If Fitzwilliam ever learned of this, he would never hear the end of it.
Which was why Darcy would never, ever confess that he had done such a thing. He returned to his own meal and stopped watching Miss Elizabeth consume hers.
The subject of masters had somehow arisen, and Miss Elizabeth had just finished describing her youngest sister’s intentional habit of misquoting Virgil. Bingley, already halfway through his second glass of claret, leaned back in his chair and grinned.
“Oh, you must ask Darcy about how we first properly met,” he said, with the careless delight of a man about to reveal something not to his friend’s benefit.
“It was when I was still at Eton. I was just fourteen, and he—well, he was nineteen and already nearly finished at Cambridge. You only had the Lent term remaining, I think, Darcy?”
“I completed my Tripos in Lent Term.” He hoped Bingley would finish this story and move on.
“So young?” Miss Elizabeth asked.
“He has always been a rather clever chap,” Bingley replied.
Darcy, fork poised halfway to his mouth, fixed Bingley with a look. But Bingley only smiled in a way that Darcy knew from experience meant he would be ignored.
Bingley turned to the ladies. “He had been invited back by the masters as ‘a credit to the school,’ to show the rest of us what attention to our studies might do for us. I daresay half of Eton loathed him on sight.”
“I was one of them,” Hurst muttered around a mouthful of partridge. “Darcy was a year above me, and the way he used to walk across the quad, all tall and superior—”
“I was shorter then,” Darcy said mildly.
“Not by much,” Bingley replied.
“And shy,” Hurst said at the same time. “Could not get a word out of you.”

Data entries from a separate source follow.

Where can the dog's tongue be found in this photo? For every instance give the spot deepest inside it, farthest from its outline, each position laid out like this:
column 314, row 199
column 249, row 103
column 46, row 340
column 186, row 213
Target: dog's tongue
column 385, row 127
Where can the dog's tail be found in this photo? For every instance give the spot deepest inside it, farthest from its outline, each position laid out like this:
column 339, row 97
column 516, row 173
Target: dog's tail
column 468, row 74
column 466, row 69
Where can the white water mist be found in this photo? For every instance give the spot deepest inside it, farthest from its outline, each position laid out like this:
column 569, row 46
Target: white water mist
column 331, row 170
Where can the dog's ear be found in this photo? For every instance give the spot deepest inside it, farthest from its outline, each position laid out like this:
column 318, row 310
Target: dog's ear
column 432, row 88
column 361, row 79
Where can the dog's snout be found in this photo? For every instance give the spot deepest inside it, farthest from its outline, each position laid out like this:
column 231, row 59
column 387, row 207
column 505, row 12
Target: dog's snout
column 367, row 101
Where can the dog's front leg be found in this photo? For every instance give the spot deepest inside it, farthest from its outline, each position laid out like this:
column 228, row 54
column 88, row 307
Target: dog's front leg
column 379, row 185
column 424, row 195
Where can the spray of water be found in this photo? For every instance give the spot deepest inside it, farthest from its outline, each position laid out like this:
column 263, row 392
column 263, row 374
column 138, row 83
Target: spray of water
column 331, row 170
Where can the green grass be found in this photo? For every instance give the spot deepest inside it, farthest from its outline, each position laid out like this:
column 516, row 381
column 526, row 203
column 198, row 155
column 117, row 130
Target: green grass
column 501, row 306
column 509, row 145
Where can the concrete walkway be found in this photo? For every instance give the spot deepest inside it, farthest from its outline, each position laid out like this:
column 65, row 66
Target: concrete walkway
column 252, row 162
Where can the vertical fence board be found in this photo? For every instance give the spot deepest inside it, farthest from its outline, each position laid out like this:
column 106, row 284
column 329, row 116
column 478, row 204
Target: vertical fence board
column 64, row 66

“Mr. Darcy? Shy?” Elizabeth’s brow lifted in disbelief, but her eyes sparkled with interest.
“No,” Darcy replied. “I was quiet, but never shy.”
“Indeed,” said Bingley. “I believe it was because he had so many thoughts that would not be polite to express.”
“I beg your pardon?” Bingley would make Miss Elizabeth think that he walked about thinking ill of everyone, precisely the image he was working to dispel.
“But as discerning as he was, he only corrected a master’s Latin once. In public, at least. ”
“I never heard that story,” Hurst said, putting his cutlery down for the first time since they had been served.
“You were at university by then, I expect.”
Darcy knew exactly the day to which Bingley referred. Not his finest. He set down his knife and folded his arms. “Bingley, must you?”